夫は、本当に“なんでもできてしまう人”だった。
複数の会社を立ち上げ、自ら営業の仕組みを設計し、それを完璧に回してしまう。

会食やプレゼンの場では、人の感情や空気の流れを敏感に察知して、臨機応変に対応する。
営業としてキャリアを積んできた私でも、到底マネできない“天才的な器用さ”を、当たり前のようにこなしていた。

でも私が何より惹かれたのは、その能力以上に、
人への配慮を欠かさない彼の「優しさ」だった。

彼に見つめられると心を”きゅっ”と締めつけられる。

あの魅力的な眼差しは「哀しみ」と「優しさ」から
あふれ出ているものなんだと思った。


「動物🐻」になった理由

ある日、彼は悲しそうに言った。

「人間として生きていくことに疲れた。」
「これからは人間の毛皮を被って生きていく。」

電車の中の視線、咳払い、隣の人のイヤホンから漏れる音。
彼の感覚はそのすべてを拾い続けてしまう。

まるで脳内センサーの電源ボタンが壊れて、常にフル稼働しているようだった。

私も営業職時代、商談や接待の場では脳内センサーを駆使して人の表情や空気を読み取っていたから、彼の“疲れ”を少しは理解できる。

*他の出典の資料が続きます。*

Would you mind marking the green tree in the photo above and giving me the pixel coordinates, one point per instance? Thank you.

けれど私はそのスイッチを、自分の意思でON/OFFできた。
「今からON」と思えば、センサーが動く。
「今日の任務終了したからOFF」と自分に命令を出せばセンサーは止まる。

一方で彼は、どんなに願っても、それができなかった。

「スイッチ、OFFにしたくてもできないんだ」

と悲しそうに話す彼を見て、私は胸が締め付けられた。
そして、どうアドバイスすれば良いか、もはや分からなくなった。


“気を遣わないで”という私のわがまま

せめて家では、気を張らずに夫には安心して過ごしてほしい。そう願っていた。
彼が唯一、安心して過ごせる場所だから。

だけど、彼の脳内センサーは私のちょっとした仕草にも反応する。
夕食中、私が足を組み替えた瞬間、彼は無意識に立ち上がる。

🐻「冷蔵庫から何か取ってこようか?」
と、優しく声をかけてくれる。

私🐥は「何も要らないよ。どうしたの?」

夫🐻がこう続ける...。
「🐥が立ち上がる前の“筋肉の動き”を感じて、何か取りに行くのかと思って…」

その一言で、私は涙がこぼれそうになった。

「お願いです。彼の脳内センサーのスイッチを止めてください。」
「せめてお家にいる時だけは...」

そう心で願いながら、でも、彼に悟られたくなくて、
小走りで冷蔵庫にドレッシングを取りに行った。

サラダを食べ終えてた私は、ドレッシングなんてもう必要ないのに。


「再起動」に向けて私たちが取り組んでみたこと

そんな彼と、私は少しずつ小さな工夫を始めた。

・真っ暗だったダイニングルーム
彼と出会ってしばらくは、ダイニングルームが真っ暗の中、食事をする日々が続いていた。
その部屋にぶら下がっていたのは、照度調整ができない照明だった。
彼にとっては眩し過ぎる空間だった。

なので、照度を和らげるシートを3重にして貼りつけた。

今ではオレンジ色の温かい光を放つ空間でダイニングを楽しんでいます。

・苦手な外出
彼は外出を極力避けている。
私は無理矢理、彼を外に連れ出すことはしない。
いつでもキャンセルできる予定を作る。
さらに、外出先と予定滞在時間をあらかじめ決めておく。

「お茶だけ飲みに行こう」
「〇〇だけ行って、20分で必ず帰ろう」

月に1回だけ、2人で外出する約束をしている。

・帰宅時は必ず玄関でハグ
彼が職場から帰宅すると「おかえり。今日もお疲れさま。」とゆっくり言葉をかけながらハグをする。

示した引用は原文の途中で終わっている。